Nous devons veiller à ce que cela n’arrive pas. Bâle n’est pas un point chaud du surtourisme, elle n’est pas frappée par ce phénomène qui nuit à d’autres cités. Mais nous ressentons parfois l’afflux massif de visiteurs, comme lors du marché de Noël. Il est crucial d’informer la population et de lui offrir une réelle valeur ajoutée, par exemple avec des concerts gratuits pendant l’ESC. Globalement, je sens que l’impatience à Bâle l’emporte sur la méfiance. C’est aussi le premier ESC validé par un vote populaire – avec près de 70 % de oui.
Une année comme 2025 est difficile à surpasser. Quelle suite imaginez-vous pour Bâle?
D’une part, les grands événements de 2025 ouvrent de magnifiques perspectives et de nouvelles opportunités pour nous. D’autre part, 2026 sera une année riche en congrès pour Bâle. Le travail ne manquera pas, même si nous devrons parfois faire preuve d’une motivation particulière pour parvenir à nous projeter au-delà de l’effervescence actuelle des grands événements et garder le cap sur l’avenir.
Etiez-vous fan de l’Eurovision avant 2024 ou l’êtes-vous depuis cette aventure?
Il m’arrivait de regarder, mais je ne me serais pas qualifiée de fan. Maintenant que je sais tout ce qui se cache derrière, je suis impressionnée par ce que cet événement parvient à accomplir chaque année en si peu de temps. Ce n’est qu’aujourd’hui que je réalise pleinement que l’Eurovision a été créé pour rapprocher l’Europe par la musique. Un message qui résonne particulièrement bien avec notre époque, ainsi qu’avec Bâle et la Suisse.

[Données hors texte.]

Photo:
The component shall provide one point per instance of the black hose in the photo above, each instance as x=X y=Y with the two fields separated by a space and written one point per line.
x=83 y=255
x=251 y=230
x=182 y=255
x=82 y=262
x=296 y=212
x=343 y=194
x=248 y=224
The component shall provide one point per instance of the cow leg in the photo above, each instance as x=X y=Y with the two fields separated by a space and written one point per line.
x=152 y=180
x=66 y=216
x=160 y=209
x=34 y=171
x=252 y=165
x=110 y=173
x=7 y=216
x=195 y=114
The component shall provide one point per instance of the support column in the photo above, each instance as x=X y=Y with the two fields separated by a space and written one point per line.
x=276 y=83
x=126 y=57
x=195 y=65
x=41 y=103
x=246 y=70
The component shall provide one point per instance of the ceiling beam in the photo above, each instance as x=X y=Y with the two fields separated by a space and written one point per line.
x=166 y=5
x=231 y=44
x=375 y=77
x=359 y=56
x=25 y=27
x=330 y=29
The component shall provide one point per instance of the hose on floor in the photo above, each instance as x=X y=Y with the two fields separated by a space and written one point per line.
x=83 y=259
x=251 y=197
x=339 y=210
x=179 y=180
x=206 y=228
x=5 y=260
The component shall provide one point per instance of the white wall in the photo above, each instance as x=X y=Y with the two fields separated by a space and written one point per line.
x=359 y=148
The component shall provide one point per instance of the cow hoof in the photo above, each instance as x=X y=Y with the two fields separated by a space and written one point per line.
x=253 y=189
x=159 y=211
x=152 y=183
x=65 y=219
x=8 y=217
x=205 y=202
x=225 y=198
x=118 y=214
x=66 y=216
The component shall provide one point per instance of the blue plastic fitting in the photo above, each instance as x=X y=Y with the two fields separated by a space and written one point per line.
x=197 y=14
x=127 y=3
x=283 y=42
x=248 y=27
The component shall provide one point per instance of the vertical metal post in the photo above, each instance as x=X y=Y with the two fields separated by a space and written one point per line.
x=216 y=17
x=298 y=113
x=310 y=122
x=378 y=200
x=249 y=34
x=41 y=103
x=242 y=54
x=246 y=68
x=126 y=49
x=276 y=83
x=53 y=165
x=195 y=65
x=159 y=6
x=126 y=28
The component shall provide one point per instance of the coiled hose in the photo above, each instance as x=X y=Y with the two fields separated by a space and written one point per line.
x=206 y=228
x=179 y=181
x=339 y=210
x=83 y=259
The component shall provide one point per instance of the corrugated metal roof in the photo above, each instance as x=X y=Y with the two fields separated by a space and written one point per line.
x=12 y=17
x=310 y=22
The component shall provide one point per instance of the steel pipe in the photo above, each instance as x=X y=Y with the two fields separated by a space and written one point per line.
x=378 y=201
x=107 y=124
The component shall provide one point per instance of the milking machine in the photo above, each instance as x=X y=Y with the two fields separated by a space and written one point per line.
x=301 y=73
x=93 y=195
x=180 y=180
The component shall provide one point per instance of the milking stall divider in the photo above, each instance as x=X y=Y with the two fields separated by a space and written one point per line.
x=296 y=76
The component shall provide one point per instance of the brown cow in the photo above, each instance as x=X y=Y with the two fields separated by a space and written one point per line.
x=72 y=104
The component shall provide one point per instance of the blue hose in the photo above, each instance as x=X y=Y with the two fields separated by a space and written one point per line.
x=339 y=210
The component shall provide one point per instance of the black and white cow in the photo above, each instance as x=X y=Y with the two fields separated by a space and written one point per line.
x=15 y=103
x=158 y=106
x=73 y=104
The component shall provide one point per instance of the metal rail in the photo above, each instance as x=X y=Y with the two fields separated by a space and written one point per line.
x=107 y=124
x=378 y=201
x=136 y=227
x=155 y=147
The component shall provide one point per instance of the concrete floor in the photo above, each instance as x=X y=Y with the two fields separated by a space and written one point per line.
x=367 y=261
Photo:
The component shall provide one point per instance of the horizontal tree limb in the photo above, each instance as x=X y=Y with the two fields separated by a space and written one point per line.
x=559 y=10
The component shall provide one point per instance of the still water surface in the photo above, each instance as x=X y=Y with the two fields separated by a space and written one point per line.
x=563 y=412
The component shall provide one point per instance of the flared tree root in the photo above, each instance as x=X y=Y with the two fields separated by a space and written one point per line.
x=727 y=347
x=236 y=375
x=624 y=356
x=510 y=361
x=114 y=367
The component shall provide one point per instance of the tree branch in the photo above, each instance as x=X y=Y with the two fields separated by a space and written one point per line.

Où suivrez-vous la finale de l’ESC?
Mon intention est d’assister à la finale samedi dans l’Arena plus, notre propre espace de retransmission publique au Parc Saint-Jacques. Mais je suis pleinement consciente qu’au vu des circonstances, je devrai faire preuve d’une grande flexibilité cette semaine et que certains changements de dernière minute seront probablement inévitables.
(ahü/pcl)
Depuis septembre 2022, Letizia Elia est directrice de Bâle Tourisme. Originaire de la ville, elle a d’abord occupé le poste de directrice adjointe du Congress Center Basel, avant de devenir responsable du développement commercial et membre de la direction de Suisse Tourisme.